The good news was this wasn’t a flaw in her business plan, she was fine from a financial standpoint. Instead, her issue was with marketing planning and budget, and specifically the marketing her 2nd location.
How Did We Help Elena?
For starters, it’s good to have a rule of thumb for how much you should invest in marketing. The U.S. Small Business Administration (SBA) recommends spending 7 – 8% of gross sales on marketing if you’re sales are < $5M a year. Our rule of thumb is 10% because it’s simpler.
Step 1 – Goal Setting
So, back to Elena. Elena’s goal was simple. Drive more appointments at her 2nd location. That’s clear. But not SMART. For goals to be as effective as possible the should be SMART: Specific, Measurable, Attainable, Relevant, and Time-bound.
Elena’s goal was specific but was it specific enough? Would 1 appointment more be sufficient? 10? 100? It’s hard to know what you should do unless you are crystal clear on what you need to attain. That was the first step. We decided on an additional 10 appointments/week within the next six months as our SMART goal.
Step 2 – The Marketing Budget
We can’t share Elena’s exact financials, but we agreed to use our 10% of gross sales as our rule of thumb. This gave us plenty of money with which to budget a solid marketing plan. This is a salon business, so visual media were key. In deciding on our marketing mix, we focused on social media, website enhancements, e-mail, Google My Business, and yes, old-school, direct mail. More on that in a minute.
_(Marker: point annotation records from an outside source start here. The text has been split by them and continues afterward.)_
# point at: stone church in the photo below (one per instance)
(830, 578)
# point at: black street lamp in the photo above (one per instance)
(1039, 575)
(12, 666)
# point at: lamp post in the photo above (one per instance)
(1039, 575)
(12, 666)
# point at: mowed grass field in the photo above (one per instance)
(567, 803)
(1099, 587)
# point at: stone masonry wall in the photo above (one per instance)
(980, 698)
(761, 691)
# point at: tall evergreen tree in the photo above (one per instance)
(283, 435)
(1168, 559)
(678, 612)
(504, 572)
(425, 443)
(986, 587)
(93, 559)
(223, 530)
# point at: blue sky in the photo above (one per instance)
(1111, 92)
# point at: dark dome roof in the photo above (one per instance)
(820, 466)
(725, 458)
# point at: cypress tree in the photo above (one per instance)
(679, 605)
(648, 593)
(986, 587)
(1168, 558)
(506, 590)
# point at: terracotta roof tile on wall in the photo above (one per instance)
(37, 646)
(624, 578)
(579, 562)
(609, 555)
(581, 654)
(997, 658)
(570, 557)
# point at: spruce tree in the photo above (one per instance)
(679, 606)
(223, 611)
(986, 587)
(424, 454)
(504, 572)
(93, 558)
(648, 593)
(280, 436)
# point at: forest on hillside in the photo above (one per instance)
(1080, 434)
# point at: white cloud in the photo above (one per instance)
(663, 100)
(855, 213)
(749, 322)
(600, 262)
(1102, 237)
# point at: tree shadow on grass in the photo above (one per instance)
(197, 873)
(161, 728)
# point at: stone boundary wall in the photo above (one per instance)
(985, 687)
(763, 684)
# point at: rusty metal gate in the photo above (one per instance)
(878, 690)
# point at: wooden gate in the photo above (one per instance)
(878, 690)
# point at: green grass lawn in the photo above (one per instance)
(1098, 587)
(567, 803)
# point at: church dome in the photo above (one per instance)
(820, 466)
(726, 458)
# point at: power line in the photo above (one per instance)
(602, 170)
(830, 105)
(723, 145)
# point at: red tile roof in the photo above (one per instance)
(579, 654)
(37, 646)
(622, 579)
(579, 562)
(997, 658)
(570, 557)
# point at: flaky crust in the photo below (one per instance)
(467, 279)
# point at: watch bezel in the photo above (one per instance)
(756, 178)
Step 3 – Putting a Plan Together
Elena is an Instagram genius. She built her brand predominately from Instagram. It’s the perfect medium for her work. It not only build her following, but it also helped her in local search. However, this became a problem because, since both locations had the same name & account, all the Instagram work was being attributed to her primary location. This was what we had to fix.
The new plan was to:
- Keep the old Instagram account our maintain our efforts on it
- Start a separate Instagram account for the new location (with a content calendar)
- Rebuild the website so it was clear on the home page that there were 2 locations
- Start a Google My Business for the 2nd location (with a content calendar)
- E-mail & direct mail
You’re probably thinking, what? Mail? Really? Well, the truth was about 10-15% of Elena’s clients actually lived closer to her 2nd location, but only came to her first. They just didn’t know or were afraid to try a new stylist. So, we did a combo of e-mail and direct mail to let them and their neighbors know that there was a more convenient option for them. In those mailers, we provide discounts at the new location. We also held events at the new location where the top stylists would there as ‘guests’.
What a Marketing Budget Can Do
This worked beautifully for Elena. We hit the 10 appointments/week goal within 4 months instead of 6. This was an inexpensive plan, which was easy to implement and measure. Now, Elena’s business is able to grow and she is doing better than before at both of her locations, all thanks to an improved marketing budget.